For more direct advocacy – lobby days are often connected to specific bills. A lot goes into the organizing of T-shirts, buttons, and ensuring turn-out. Whether the group is “pulling senators off of the floor” or sitting in the balcony in force watching floor debate, the goal is visibility. Sometimes it doesn’t work out as planned. Alas, a lobby day isn’t the only way…
Planning to host an educational breakfast or lunch with senators and staff in the Capitol? Great, that is a good way to connect – dare I say the best way – since off campus events are generally less attended because of the time constraints during session. A room can be reserved with the Clerk’s office. However, a senator/their staff must submit the room reservation request on your behalf. There are only two rooms available for food…let me repeat – TWO ROOMS – and they are a hot commodity and often booked well in advance. Don’t dismay though, sometimes you can get lucky with a last minute request.

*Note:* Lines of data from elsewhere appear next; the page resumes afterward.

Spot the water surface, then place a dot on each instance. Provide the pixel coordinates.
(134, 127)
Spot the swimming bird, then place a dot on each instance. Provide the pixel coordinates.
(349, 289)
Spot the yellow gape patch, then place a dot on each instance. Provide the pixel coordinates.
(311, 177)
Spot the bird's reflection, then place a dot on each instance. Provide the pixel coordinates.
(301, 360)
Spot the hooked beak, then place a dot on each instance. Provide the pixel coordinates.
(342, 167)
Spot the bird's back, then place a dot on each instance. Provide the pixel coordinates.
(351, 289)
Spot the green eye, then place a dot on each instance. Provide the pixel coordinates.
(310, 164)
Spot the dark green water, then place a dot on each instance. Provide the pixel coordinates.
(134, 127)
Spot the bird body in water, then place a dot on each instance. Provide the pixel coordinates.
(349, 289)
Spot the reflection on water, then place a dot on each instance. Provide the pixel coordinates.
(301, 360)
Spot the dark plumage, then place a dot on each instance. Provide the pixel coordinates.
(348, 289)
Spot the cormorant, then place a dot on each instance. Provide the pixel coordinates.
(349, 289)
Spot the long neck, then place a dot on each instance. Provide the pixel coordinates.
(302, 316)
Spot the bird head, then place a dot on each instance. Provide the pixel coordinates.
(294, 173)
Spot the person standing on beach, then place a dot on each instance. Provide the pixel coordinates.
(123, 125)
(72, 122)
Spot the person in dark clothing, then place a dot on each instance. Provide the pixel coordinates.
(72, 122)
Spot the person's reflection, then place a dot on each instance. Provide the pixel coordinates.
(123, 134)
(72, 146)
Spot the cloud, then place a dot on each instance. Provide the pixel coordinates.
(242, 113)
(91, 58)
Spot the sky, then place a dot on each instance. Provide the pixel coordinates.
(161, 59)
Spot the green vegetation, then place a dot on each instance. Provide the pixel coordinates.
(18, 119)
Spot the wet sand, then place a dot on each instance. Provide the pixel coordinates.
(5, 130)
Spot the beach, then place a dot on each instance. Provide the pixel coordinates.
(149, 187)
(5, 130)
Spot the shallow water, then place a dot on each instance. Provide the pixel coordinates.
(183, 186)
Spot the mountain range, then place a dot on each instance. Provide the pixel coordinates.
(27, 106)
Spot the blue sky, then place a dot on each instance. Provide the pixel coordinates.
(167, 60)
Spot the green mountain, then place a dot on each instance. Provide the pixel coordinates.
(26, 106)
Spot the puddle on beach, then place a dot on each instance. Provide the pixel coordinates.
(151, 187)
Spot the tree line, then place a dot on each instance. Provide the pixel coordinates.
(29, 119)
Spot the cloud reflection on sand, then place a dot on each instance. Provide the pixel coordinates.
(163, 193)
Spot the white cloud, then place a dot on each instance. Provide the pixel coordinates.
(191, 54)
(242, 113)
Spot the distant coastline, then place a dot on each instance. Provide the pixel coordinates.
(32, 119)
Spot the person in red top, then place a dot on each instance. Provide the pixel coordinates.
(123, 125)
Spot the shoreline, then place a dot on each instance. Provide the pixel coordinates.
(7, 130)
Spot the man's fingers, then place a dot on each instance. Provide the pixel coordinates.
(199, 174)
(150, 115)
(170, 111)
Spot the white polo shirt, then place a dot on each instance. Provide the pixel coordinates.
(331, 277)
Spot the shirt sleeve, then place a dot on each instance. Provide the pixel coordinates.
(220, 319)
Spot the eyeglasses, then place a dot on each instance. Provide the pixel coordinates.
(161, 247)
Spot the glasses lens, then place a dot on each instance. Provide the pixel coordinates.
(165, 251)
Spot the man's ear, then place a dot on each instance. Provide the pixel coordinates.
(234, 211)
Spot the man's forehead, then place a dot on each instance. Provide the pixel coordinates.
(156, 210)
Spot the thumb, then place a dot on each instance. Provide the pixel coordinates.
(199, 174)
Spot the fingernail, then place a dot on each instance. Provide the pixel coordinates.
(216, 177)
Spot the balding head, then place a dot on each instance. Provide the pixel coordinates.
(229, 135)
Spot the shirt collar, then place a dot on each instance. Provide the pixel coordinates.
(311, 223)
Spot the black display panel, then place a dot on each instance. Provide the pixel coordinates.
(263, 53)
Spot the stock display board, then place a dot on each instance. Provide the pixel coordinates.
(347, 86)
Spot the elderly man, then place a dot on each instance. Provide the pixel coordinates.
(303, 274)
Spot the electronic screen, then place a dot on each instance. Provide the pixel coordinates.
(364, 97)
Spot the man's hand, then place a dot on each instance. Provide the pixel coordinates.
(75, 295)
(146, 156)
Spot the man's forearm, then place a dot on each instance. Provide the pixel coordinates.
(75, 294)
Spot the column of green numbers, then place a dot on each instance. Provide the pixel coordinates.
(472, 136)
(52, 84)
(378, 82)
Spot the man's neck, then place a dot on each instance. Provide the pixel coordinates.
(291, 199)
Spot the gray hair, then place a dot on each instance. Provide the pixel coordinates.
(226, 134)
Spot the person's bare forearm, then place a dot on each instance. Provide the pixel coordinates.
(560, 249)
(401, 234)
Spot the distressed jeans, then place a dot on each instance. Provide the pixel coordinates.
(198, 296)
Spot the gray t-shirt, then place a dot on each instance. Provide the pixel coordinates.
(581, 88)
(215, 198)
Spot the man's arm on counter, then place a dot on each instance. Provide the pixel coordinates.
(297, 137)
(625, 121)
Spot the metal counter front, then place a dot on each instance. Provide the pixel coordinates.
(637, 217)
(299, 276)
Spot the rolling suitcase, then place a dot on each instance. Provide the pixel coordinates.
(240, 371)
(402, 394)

Informational displays, lobby days, and breakfast/lunches are part of the machinery of session, but that doesn’t diminish their individual impact. The point is, if a senator or their staff casually walks by your “food room” over lunch (that room you reserved 2 months ago and for which you diligently collected RSVP’s) and can’t stay the whole time, try not to put too much weight into it. Sometimes that senator who stopped by for 10 minutes took time away from a meeting because they felt like your group or issue was important. And sometimes, the person who sits politely the entire event and listens to your presentation is just simply excited that you ordered pizza instead of sandwiches.
On the same note, if your informational display has been up for days and no one has called you, don’t be discouraged. Every person who walks through the building has seen it and you can bet it made an impact on at least one person – maybe the right person.